Why Does This Chip Designer Have a New CEO?

What a long, strange week it's been for InvenSense (NYS: INVN) . And I'm not so sure the weirdness will subside anytime soon.

First, the company reported second-quarter results on Tuesday. Earnings of $0.16 per share and revenue of $55.3 million were right in line with analyst targets, but third-quarter revenue guidance fell short of Street targets by roughly 2%.

InvenSense's motion sensor sales largely ebb and flow in a seasonal pattern, because most of them go into gaming systems that sell like hotcakes over the holidays. More specifically, InvenSense is a pretty good proxy for sales of the Nintendo (NASDAQOTH: NTDOY.PK) Wii console, which is fading out as its successor launches next month. The company hopes to show up in smartphones and tablets one of these days, but that's not a significant market yet.

So that small guidance gap is most certainly not why InvenSense shares plunged as much as 20% that night, though. Steven Nasiri, the company's founder and longtime CEO, also announced his immediate resignation from his posts as CEO and chairman of the board.

That's a bit of a bombshell.

Nasiri will remain on InvenSense's payroll through the end of the year to help smooth out the transition to new CEO Behrooz Abdi. There's no word on why Nasiri is heading out, though he did say he's not planning to start another company at this time.

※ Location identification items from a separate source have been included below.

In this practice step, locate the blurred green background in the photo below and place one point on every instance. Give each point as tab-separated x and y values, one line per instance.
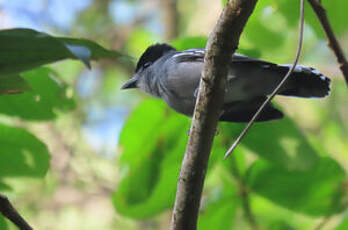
78	153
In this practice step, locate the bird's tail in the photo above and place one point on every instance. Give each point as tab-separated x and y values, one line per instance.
304	82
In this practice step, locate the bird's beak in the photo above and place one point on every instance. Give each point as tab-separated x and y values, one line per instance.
131	83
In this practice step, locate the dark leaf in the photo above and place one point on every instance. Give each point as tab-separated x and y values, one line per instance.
25	49
48	96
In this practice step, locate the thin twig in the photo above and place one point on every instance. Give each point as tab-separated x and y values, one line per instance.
222	43
7	210
244	194
332	40
276	90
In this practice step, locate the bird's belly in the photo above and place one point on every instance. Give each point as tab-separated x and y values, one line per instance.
181	105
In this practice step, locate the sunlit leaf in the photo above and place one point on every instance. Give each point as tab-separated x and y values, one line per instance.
220	210
318	191
13	84
25	49
4	187
343	225
185	43
21	153
48	96
153	142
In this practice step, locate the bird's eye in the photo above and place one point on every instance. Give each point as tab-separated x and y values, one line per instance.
147	64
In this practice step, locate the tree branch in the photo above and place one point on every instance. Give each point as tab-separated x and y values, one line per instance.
244	195
222	43
332	40
7	210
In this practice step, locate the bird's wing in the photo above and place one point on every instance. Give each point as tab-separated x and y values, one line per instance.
197	55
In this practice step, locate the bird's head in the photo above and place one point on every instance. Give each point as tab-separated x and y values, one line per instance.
149	57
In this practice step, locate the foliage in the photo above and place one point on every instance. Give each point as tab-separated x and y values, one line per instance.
37	94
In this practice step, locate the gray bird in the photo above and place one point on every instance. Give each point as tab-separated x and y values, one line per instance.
174	76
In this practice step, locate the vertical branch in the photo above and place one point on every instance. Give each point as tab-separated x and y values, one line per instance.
222	43
332	40
7	210
171	18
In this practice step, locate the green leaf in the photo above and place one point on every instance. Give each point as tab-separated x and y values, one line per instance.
153	142
185	43
25	49
220	210
3	224
280	225
280	142
318	191
336	11
151	159
22	154
13	84
4	187
343	225
49	95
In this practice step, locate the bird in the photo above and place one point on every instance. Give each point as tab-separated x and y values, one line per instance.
174	76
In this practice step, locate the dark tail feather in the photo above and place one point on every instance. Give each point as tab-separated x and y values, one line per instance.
305	82
243	111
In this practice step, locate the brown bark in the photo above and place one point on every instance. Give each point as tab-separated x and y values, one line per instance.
222	43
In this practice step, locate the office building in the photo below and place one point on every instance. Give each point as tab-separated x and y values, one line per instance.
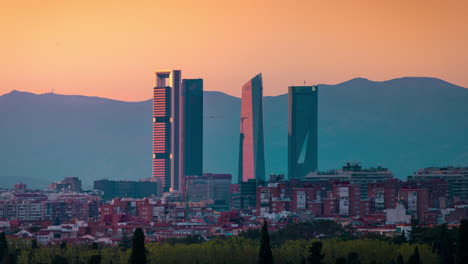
456	177
132	189
69	184
251	145
302	131
193	126
354	173
177	129
210	188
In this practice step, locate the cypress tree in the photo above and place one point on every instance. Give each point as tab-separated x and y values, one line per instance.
353	258
34	244
95	259
138	255
462	244
400	259
443	244
125	243
415	258
265	256
3	247
315	253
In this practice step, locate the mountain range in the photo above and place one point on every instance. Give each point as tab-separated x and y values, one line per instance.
403	124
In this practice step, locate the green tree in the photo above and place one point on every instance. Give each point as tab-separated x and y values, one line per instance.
265	256
95	259
462	243
415	258
59	260
3	248
400	259
63	245
353	258
34	244
138	255
340	260
443	244
125	243
315	253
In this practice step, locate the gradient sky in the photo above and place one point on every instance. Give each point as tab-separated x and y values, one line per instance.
111	48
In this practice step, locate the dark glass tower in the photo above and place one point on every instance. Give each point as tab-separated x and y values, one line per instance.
165	127
302	131
177	129
251	146
193	126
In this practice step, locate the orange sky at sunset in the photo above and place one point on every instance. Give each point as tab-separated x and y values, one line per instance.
111	48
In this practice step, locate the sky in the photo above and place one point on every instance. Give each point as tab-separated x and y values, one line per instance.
112	48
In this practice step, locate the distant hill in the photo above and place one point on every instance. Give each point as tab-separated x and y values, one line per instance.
402	124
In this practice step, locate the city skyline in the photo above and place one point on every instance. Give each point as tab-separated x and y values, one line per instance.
73	48
302	131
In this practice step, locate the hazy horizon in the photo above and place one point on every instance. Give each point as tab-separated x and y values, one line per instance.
111	49
58	92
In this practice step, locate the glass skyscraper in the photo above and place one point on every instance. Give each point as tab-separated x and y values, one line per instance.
177	111
302	131
251	146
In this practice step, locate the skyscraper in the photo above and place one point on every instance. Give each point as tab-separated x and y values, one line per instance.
302	131
177	129
165	127
193	126
251	148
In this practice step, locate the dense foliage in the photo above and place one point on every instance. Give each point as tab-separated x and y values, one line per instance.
429	246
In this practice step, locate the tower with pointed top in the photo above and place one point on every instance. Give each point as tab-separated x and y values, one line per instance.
251	145
302	131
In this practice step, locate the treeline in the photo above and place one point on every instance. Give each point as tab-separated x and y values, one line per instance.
258	247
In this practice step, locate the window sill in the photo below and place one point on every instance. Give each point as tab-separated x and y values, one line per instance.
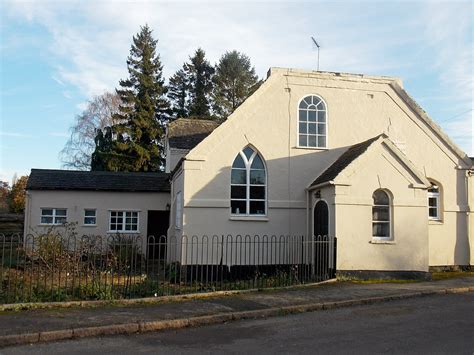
382	241
249	218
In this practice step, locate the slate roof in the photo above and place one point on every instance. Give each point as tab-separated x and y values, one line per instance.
45	179
186	133
352	153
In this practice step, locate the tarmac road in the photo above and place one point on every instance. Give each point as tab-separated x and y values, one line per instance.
440	324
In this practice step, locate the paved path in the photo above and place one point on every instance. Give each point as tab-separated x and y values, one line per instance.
46	320
439	324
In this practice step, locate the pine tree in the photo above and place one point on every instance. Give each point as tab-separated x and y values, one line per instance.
178	92
137	140
199	73
234	81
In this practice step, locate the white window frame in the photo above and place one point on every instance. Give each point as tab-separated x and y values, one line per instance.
390	217
437	197
298	145
248	165
54	216
178	211
94	216
123	230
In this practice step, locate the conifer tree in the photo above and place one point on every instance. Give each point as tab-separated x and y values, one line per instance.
199	73
234	81
143	114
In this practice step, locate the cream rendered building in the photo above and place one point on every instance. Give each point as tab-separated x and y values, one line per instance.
309	153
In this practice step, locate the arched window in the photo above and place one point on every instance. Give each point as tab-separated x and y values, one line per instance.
381	215
248	184
312	123
434	202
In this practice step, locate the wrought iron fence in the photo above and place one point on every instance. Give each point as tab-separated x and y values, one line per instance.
55	267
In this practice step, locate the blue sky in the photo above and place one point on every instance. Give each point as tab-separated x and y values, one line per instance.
55	55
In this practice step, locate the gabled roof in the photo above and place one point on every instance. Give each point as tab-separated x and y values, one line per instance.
356	150
352	153
186	133
45	179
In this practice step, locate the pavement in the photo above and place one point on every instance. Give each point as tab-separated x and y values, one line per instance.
59	323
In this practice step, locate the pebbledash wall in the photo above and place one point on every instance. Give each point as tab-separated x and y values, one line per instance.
358	108
102	201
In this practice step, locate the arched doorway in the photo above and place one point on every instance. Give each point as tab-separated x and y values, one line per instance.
321	219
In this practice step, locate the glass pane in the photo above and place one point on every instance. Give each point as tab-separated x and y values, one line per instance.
238	192
322	141
60	212
47	212
257	177
239	176
46	220
321	117
303	115
257	192
433	212
257	163
303	127
303	140
322	129
380	214
238	207
89	220
257	207
248	152
381	198
381	230
238	162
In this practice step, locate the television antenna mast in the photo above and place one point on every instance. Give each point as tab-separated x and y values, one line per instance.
317	46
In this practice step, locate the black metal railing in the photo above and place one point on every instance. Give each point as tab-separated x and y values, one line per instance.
55	267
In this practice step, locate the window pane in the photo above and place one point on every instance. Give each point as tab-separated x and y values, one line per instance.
381	198
303	128
238	162
381	230
257	163
47	212
303	140
239	176
257	192
89	220
238	207
248	152
321	117
89	213
303	115
380	213
257	177
322	129
321	141
257	207
46	220
60	212
238	192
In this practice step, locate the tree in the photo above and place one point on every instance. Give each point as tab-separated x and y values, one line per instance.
18	194
98	114
199	73
136	141
178	92
234	81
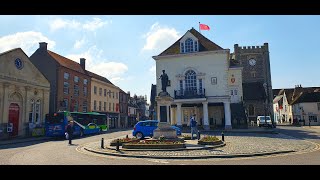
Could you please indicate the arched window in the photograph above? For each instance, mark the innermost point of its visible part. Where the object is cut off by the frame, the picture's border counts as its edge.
(189, 45)
(251, 110)
(37, 110)
(31, 111)
(191, 81)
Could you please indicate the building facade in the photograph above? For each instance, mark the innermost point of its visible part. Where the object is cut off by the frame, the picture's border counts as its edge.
(306, 109)
(105, 99)
(294, 105)
(24, 96)
(201, 81)
(256, 75)
(70, 84)
(132, 111)
(123, 108)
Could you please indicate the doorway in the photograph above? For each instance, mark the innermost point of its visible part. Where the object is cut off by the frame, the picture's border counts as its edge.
(14, 118)
(187, 113)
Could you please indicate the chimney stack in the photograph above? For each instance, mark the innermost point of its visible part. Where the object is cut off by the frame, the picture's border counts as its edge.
(43, 45)
(83, 63)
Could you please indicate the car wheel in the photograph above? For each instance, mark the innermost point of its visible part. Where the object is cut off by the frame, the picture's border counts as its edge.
(139, 135)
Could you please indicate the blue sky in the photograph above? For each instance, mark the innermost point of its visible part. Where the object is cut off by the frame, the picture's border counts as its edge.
(121, 47)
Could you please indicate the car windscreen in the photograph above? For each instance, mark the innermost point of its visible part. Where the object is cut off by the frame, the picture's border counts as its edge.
(54, 118)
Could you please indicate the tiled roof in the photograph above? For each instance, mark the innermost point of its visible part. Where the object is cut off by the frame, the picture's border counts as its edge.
(253, 91)
(68, 63)
(204, 44)
(234, 63)
(276, 92)
(307, 97)
(96, 76)
(277, 98)
(292, 94)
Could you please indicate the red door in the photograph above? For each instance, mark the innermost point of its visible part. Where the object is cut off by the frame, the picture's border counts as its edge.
(14, 118)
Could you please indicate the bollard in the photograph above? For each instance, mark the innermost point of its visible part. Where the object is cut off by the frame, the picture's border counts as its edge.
(222, 136)
(102, 143)
(118, 144)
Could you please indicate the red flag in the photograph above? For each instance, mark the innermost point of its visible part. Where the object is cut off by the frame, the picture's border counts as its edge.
(204, 27)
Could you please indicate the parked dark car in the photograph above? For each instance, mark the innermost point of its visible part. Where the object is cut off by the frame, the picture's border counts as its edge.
(145, 128)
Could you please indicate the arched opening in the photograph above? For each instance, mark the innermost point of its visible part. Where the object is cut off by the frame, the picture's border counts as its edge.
(13, 121)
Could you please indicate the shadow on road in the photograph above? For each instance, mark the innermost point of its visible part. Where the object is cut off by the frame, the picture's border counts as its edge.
(297, 132)
(18, 143)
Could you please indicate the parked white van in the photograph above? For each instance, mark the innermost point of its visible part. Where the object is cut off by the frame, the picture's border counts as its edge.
(262, 122)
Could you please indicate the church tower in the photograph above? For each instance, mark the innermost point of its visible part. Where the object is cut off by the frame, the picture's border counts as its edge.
(256, 75)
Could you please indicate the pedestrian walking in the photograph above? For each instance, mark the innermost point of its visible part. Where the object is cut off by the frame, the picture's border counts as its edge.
(69, 132)
(193, 124)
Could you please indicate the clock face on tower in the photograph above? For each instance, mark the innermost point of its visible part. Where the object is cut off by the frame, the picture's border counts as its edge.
(252, 62)
(18, 63)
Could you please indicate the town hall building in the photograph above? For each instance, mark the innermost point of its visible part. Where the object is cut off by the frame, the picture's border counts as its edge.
(202, 81)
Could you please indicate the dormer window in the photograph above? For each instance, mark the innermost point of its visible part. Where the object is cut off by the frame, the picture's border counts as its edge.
(189, 46)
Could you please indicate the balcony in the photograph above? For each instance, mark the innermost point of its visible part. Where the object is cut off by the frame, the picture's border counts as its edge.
(190, 93)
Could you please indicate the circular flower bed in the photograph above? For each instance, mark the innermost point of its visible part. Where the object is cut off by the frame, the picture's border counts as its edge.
(154, 144)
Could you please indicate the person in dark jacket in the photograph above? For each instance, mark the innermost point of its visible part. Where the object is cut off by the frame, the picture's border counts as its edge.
(70, 131)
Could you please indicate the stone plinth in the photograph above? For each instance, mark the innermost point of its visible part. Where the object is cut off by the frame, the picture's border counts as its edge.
(165, 130)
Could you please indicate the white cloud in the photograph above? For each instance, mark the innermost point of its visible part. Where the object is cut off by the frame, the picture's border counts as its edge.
(79, 43)
(96, 64)
(96, 23)
(153, 70)
(28, 41)
(159, 38)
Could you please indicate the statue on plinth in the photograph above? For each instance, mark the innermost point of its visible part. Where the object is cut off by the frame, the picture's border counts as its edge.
(164, 83)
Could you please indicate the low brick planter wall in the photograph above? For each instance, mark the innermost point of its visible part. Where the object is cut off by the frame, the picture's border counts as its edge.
(210, 142)
(121, 143)
(153, 146)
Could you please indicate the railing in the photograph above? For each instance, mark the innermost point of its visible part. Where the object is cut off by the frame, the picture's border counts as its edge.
(189, 93)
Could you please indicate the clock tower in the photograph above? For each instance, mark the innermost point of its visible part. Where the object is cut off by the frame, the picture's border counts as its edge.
(256, 76)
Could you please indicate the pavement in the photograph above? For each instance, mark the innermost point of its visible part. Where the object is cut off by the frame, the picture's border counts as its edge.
(236, 145)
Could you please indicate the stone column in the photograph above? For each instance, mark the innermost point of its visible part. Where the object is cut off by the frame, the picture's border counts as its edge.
(227, 115)
(171, 115)
(179, 124)
(205, 116)
(168, 118)
(5, 106)
(26, 105)
(126, 121)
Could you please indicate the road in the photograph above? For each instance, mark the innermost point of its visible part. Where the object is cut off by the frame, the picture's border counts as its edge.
(57, 152)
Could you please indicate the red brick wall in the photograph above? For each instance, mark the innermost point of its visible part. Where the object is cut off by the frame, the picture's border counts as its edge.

This sounds less like Nasiri's choosing to move on and more like the board of directors is forcing his hand. When analysts asked him directly on the earnings call, Nasiri seemed tongue-tied and handcuffed:

Well, the press release has already summarized what we can -- we would like to say publicly. Fundamentally [I've reached my goals here and] the board had felt that for the next stage of the company, it's perhaps time to transition to a new CEO. [Abdi is great.] That's all I can basically add.

Abdi comes with a solid pedigree of high-level positions at NetLogic until Broadcom (NAS: BRCM) bought that company, Qualcomm (NAS: QCOM) , and Motorola, but his CV doesn't quite scream "I'm your next CEO!" in my face.

So InvenSense shareholders are left guessing at what goes on behind the curtain, and investors generally hate uncertainty.

Where do we go from here?
The long-term story is still intact: InvenSense is a leader in the motion-sensor market ahead of much larger generalist STMicroelectronics (NYS: STM) , and the technology seems like a natural fit for smartphones and several other markets that InvenSense really hasn't cracked yet. So buying shares now is an early bet on a top performer in a young growth market.

But we don't know what's up with Nasiri's exit. Is there a scandal to cover up? Did Nasiri lose his passion for the company? Any of these options would be terrible for InvenSense in the long run, because there'd be undiscovered cracks in the company's very foundation.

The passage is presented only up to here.